The surprise economic recovery in Japan, which emerged in the summer of 2003, has taken hold and should continue accelerating into 2005, according to some analysts. That should translate into additional yen appreciation in the months ahead with some forecasts of a break of the psychologically significant 100.00 level in 2005.
“This year, we think Japan will grow at a 4.3-percent pace,” says Jim Glassman, senior economist at JP Morgan Chase. “Their growth numbers have been quite impressive,” Real gross domestic product (GDP) in Japan surged 5.6 percent in the first quarter of 2004, the fastest pace seen since the first quarter of 1991. Analysts do, however, expect a modest slowing in the second half. Second quarter GDP growth surprised on the downside, with a revised 0.3 percent reading. But, for now, most analysts believe that was an aberration, with forecasts in the 2.8-percent neighborhood for the third quarter report, which will be released in mid- November.

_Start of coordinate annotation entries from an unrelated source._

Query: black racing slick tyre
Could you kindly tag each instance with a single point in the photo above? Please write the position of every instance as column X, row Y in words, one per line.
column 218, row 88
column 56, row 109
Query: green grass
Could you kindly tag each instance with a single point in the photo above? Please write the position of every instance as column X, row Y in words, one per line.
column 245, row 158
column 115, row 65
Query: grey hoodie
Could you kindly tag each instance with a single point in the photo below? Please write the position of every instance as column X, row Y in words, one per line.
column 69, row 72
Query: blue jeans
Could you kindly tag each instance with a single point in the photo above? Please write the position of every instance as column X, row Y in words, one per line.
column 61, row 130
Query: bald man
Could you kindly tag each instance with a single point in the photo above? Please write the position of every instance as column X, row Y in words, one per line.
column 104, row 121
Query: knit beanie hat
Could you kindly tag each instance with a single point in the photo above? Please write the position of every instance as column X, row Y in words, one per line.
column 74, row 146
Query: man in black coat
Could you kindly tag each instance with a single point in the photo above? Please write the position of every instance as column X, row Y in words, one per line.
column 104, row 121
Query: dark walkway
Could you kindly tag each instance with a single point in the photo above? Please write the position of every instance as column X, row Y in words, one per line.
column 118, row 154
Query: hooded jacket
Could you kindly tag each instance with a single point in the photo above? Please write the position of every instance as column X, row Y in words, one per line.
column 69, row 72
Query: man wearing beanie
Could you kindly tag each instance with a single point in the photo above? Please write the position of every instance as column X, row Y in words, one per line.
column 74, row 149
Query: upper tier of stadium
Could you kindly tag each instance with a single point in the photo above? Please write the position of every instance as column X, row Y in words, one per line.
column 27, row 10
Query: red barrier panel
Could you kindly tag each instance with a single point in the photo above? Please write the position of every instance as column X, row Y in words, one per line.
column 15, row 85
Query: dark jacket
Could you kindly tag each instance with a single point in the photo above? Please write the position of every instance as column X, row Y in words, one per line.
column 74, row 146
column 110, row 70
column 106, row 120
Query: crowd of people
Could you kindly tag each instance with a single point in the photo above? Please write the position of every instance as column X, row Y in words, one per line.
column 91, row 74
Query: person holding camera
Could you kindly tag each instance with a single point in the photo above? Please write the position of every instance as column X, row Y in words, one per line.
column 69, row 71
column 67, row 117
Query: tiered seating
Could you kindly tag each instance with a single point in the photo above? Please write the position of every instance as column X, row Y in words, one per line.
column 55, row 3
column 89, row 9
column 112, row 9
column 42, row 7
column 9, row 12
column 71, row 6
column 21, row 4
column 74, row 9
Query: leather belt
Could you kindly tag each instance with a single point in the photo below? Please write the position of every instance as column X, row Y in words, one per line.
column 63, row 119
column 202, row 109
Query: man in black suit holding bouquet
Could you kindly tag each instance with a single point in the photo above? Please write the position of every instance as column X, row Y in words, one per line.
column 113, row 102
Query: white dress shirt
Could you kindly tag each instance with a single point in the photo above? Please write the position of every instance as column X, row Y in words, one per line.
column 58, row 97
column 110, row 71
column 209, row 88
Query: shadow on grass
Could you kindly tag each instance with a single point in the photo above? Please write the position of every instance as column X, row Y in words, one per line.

Like many other currency spreads in 2004, the dollar/yen has spent several months in a sideways trading range, between roughly 103 and 114. From mid-August to mid-September, that range contracted even further to a 108.75/110.75 range.
However, this consolidation follows a massive move lower from the January 2002 peak at 135.18 to the March 2004 lows just above 103. The primary driver of that yen strength was the unexpectedly strong economic numbers coming out of Japan and, for now, analysts say the yen has already priced in a significant amount of good economic news.
The yen appreciated sharply to around 103 (near early 2004 lows) despite a record pace of massive intervention on the part of the Bank of Japan’s Ministry of Finance (MOF). All throughout 2003, the MOF attempted to slow the pace of yen appreciation by buying U.S. dollars and selling yen.
However, the MOF has been on the sidelines since mid-March of this year. Analysts warn the MOF could reemerge on the scene if the yen begins to strengthen again.